Elizabeth’s rival for Scott’s affections, as well as for a lucrative teacher’s bonus for student performance on a statewide test, is the hyper-cheerful, amusingly named Amy Squirrel (Lucy Punch). With the promise of a $7,500 check, Elizabeth transforms herself into the world’s most demanding teacher, catechizing students on To Kill a Mockingbird by throwing gym balls at their faces when they give the wrong answers. While scheming to outwit Amy and win Scott and the cash bonus, Elizabeth manipulates her introverted, overweight colleague Lynn (Phyllis Smith) and rebuffs the attentions of gym teacher Russell (Jason Segel), the only person in the school who’s wise to her ways and likes her anyway. Segel, familiar from Judd Apatow’s Forgetting Sarah Marshall and I Love You Man, brings a welcome touch of affable, Apatovian sardonicism, like when he gently suggests Elizabeth might be better suited to another profession: “Like, any other job in the entire world.”
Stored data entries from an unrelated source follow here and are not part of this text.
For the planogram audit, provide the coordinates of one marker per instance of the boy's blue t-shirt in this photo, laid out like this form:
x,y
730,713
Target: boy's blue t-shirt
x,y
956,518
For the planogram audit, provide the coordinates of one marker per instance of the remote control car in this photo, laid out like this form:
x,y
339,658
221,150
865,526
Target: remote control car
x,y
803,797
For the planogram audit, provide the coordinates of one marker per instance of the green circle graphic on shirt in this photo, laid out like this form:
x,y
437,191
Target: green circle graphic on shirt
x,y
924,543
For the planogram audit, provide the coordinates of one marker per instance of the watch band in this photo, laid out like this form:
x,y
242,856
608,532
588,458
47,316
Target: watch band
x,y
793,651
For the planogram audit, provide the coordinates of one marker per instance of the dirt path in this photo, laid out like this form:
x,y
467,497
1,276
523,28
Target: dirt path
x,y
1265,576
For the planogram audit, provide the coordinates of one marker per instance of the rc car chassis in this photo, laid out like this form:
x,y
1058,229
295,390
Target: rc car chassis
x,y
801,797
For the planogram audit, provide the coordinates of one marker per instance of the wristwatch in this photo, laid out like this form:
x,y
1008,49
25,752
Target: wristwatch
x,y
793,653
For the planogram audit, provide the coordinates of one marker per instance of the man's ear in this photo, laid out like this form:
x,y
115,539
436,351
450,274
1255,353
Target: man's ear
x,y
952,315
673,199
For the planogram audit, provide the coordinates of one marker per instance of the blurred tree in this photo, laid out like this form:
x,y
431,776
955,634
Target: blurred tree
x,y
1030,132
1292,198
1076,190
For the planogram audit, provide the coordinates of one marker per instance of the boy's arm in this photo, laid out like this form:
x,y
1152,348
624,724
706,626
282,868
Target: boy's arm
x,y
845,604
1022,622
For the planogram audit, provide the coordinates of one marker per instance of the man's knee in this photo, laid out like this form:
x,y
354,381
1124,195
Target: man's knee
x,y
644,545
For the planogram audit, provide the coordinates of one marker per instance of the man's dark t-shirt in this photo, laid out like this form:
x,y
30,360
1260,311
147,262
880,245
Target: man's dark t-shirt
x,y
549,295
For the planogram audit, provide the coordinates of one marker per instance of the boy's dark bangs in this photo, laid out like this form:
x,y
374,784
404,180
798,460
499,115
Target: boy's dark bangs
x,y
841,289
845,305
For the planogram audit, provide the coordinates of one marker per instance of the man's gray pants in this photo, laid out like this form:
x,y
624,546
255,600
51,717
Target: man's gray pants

In a scene that represents wish fulfillment for many a teacher, Elizabeth marks her browbeaten students’ papers in large red letters: “Stupid,” and “Are you fucking kidding me?” The Bad Teacher script earns higher marks, though it does suffers from a certain lack of cohesion and consistency. Ideas and characters are introduced, like the family of a sensitive, poetic student (including Molly Shannon as his mom), that serve no discernible purpose, and the humor is sporadic and not always of the highest quality. But it does have a shaggy, dark tone that is very appealing during the superhero-cum-cartoon summer season, a well-chosen soundtrack (Judas Priest aptly captures Elizabeth’s attitude), and Diaz, whose zesty performance gives the finger to the mindless Web chatter about her being “past it” (at 38!).